14:48 “The potential is enourmous. We know that the teacher in the classroom has the most impact on what a child learns in a day, followed by the leader in the school … this bill creates sort of a covenant with educators. They are being invited to the table….” Hildick says.
15:49 “Think about why teachers go into the profession to begin with and the barriers that we’ve put in their way to really achieve and accomplish what they want with children. I think it’s really about meeting educators’ needs and inviting them in to the conversation around solutions. We often haven’t had a chance to do that.” Adarkar says.
18:34 “There’s probably no better investments than these investments … these are heavily researched, heavily evaluated, we know very clearly the impacts of investing in the workforce on the outcomes that children experience,” Hildick says. Those practices include providing teachers with mentors and collaboration time for teachers to problem solve together outside of the classroom.

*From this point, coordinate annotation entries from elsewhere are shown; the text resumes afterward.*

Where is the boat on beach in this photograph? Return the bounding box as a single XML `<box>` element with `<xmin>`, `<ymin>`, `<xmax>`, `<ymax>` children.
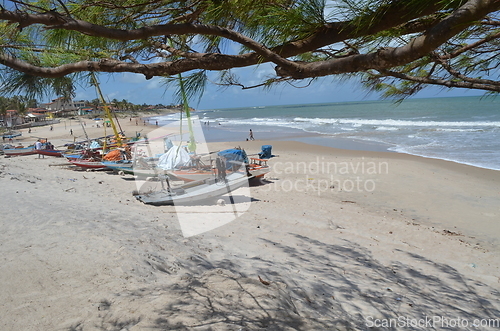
<box><xmin>3</xmin><ymin>146</ymin><xmax>36</xmax><ymax>156</ymax></box>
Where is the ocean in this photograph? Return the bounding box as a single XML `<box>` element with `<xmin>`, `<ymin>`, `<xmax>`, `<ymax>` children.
<box><xmin>150</xmin><ymin>97</ymin><xmax>500</xmax><ymax>170</ymax></box>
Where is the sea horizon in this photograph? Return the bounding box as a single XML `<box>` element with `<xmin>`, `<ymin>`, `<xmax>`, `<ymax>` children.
<box><xmin>148</xmin><ymin>96</ymin><xmax>500</xmax><ymax>170</ymax></box>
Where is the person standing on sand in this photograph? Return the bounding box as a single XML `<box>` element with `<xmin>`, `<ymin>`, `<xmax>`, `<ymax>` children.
<box><xmin>35</xmin><ymin>139</ymin><xmax>45</xmax><ymax>159</ymax></box>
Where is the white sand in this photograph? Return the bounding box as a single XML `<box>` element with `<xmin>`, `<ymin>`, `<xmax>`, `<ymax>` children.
<box><xmin>0</xmin><ymin>121</ymin><xmax>500</xmax><ymax>330</ymax></box>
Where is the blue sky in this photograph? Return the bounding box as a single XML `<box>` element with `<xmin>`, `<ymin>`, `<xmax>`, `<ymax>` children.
<box><xmin>75</xmin><ymin>64</ymin><xmax>483</xmax><ymax>109</ymax></box>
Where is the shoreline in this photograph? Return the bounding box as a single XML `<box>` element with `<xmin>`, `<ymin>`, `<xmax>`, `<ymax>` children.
<box><xmin>0</xmin><ymin>114</ymin><xmax>500</xmax><ymax>331</ymax></box>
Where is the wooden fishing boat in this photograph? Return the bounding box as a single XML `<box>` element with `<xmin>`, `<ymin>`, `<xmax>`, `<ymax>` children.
<box><xmin>3</xmin><ymin>146</ymin><xmax>36</xmax><ymax>156</ymax></box>
<box><xmin>248</xmin><ymin>157</ymin><xmax>271</xmax><ymax>178</ymax></box>
<box><xmin>68</xmin><ymin>159</ymin><xmax>107</xmax><ymax>169</ymax></box>
<box><xmin>135</xmin><ymin>172</ymin><xmax>248</xmax><ymax>205</ymax></box>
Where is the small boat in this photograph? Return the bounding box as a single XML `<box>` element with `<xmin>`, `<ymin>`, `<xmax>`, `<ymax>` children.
<box><xmin>36</xmin><ymin>149</ymin><xmax>64</xmax><ymax>157</ymax></box>
<box><xmin>68</xmin><ymin>159</ymin><xmax>107</xmax><ymax>169</ymax></box>
<box><xmin>135</xmin><ymin>172</ymin><xmax>249</xmax><ymax>205</ymax></box>
<box><xmin>3</xmin><ymin>146</ymin><xmax>36</xmax><ymax>156</ymax></box>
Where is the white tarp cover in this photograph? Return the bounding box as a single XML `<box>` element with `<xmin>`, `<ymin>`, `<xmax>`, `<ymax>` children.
<box><xmin>158</xmin><ymin>146</ymin><xmax>191</xmax><ymax>170</ymax></box>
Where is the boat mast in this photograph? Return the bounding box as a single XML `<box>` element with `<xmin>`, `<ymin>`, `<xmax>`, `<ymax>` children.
<box><xmin>90</xmin><ymin>72</ymin><xmax>122</xmax><ymax>147</ymax></box>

19:39 “For most child care providers and educators in preschool, the notion of having a substitute or a backup or planned time is often nonexistent,” Adarkar says. “We need to think a little differently around the delivery mechanism for this” so that children across the state can have access to high-quality preschool.
20:49 “I think professional learning would look very different in every one of our 197 school districts … What I’m hoping 182 is going to do is open up some of that thinking and create opportunities for deeper professional learning,” Hildick says. “We have some wonderful professional development going on but again, it is largely episodic. It’s not embedded and systemic.”
21:39 “Systemic approaches is absolutely the point at which we are at in the state … little pieces and parts across the state is not going to move the dial in terms of statewide graduation rates,” Adarkar says.
21:52 “We’ve got to think about bridge building. The bill gives us a framework from which to work from but still the reality is going to be on the ground,” Adarkar says.